Die Kinesiologie

Die Kinesiologie findet sich mit ihrer Relevanz wohl auf sehr sandigem Untergrund. Den Naturheilverfahren kann sie wohl nicht zugeordnet werden, obwohl ihre Leitlinie in gewisser Weise durchaus ganzheitlich ist, auch der Begriff alternative Medizin ist nicht genau zutreffend.
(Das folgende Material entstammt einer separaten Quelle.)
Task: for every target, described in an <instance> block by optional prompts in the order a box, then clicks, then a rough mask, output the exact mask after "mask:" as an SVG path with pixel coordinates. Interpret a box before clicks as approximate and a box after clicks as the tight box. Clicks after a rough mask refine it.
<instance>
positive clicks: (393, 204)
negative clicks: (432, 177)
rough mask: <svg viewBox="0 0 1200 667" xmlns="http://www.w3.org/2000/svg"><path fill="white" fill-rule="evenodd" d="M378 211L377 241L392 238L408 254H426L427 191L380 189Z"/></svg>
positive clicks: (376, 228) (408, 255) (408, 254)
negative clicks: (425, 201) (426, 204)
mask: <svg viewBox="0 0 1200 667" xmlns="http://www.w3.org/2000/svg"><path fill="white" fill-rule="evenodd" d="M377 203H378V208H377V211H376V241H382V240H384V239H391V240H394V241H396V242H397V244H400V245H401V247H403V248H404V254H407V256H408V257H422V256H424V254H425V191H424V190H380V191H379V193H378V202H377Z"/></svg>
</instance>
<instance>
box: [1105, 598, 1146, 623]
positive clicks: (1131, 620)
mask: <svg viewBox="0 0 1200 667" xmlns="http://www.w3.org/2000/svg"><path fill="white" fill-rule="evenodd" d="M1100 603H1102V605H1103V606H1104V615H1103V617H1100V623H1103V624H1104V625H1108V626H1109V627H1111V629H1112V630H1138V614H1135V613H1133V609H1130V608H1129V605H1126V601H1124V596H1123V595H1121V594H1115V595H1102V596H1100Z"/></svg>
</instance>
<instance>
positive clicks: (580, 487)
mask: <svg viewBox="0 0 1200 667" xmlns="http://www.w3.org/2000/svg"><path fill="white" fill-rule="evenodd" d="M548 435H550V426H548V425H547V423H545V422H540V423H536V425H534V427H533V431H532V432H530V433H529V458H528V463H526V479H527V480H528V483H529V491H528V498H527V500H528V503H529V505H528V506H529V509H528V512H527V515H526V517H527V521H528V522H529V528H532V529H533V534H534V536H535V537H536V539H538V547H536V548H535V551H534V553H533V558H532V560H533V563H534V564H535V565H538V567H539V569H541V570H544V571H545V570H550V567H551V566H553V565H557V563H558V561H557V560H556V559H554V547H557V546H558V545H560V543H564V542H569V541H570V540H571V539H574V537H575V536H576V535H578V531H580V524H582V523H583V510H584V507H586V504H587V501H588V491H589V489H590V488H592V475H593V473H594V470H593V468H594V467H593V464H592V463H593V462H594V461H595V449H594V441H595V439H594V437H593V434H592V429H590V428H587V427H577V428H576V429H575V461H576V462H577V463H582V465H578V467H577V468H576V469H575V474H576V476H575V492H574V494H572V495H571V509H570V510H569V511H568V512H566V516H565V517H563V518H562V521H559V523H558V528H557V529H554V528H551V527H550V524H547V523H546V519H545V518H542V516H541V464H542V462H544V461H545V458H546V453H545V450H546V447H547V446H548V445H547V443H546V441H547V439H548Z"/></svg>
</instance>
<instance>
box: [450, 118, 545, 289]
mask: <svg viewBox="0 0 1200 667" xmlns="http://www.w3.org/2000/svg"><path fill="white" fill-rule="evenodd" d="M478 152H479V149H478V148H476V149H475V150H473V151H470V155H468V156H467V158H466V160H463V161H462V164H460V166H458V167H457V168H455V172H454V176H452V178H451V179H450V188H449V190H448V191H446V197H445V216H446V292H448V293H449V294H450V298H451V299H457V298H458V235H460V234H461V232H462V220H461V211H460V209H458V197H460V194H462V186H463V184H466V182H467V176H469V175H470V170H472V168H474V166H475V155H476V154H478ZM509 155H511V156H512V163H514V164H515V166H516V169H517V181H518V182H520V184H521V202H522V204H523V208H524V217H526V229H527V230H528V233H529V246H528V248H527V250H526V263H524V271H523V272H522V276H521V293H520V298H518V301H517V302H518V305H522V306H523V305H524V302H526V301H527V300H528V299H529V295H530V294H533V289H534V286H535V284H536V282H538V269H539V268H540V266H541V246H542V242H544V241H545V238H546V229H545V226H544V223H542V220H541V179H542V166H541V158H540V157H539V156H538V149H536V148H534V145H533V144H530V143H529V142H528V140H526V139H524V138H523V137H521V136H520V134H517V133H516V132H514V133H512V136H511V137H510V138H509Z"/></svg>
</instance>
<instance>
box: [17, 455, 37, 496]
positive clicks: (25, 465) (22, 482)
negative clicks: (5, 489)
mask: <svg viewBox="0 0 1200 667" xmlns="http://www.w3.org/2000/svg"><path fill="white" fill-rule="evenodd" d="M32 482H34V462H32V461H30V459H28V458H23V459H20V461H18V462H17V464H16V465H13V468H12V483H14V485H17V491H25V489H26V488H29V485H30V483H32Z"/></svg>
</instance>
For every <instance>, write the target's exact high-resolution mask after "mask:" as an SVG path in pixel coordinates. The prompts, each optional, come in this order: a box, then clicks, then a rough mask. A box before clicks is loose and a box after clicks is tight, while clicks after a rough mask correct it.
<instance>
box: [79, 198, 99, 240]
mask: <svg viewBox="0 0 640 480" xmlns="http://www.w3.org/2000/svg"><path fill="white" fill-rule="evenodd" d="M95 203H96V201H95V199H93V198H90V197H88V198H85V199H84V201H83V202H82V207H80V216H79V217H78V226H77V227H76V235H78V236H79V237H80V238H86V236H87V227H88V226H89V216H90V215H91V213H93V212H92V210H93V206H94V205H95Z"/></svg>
Der Begriff Kinesiologie beschreibt grundsätzlich ein Diagnoseverfahren, das auf der Erkenntnis basiert, dass Muskelspannung beziehungsweise Muskelentspannung Instrumente seien, um Affinitäten des Probanden bestimmten Substanzen, Informationen, Emotionen und Therapien gegenüber mehr oder minder eindeutig festzustellen. Die Theorie zu diesem Verfahren geht hauptsächlich auf den Chiropraktiker George Goodheart zurück, doch auch Kollegen wie John Thie, John Diamond, Dennison und Klinghardt nahmen Einfluss auf die kontroverse Struktur der, nach vielen Meinungen, esoterischen, nicht wissenschaftlichen Lehre, also Pseudowissenschaft. In der Kinesiologie finden sich Begrifflichkeiten zum Beispiel aus der Lehre der Lymphabflussstimulation, der Durchblutungsstimulation, der Meridianlehre aus der chinesischen Medizin als auch Vorstellungen aus der orthomolekularen Medizin sowie Erklärungen aus der Lehre der Schädel-Kreuzbein-Therapie.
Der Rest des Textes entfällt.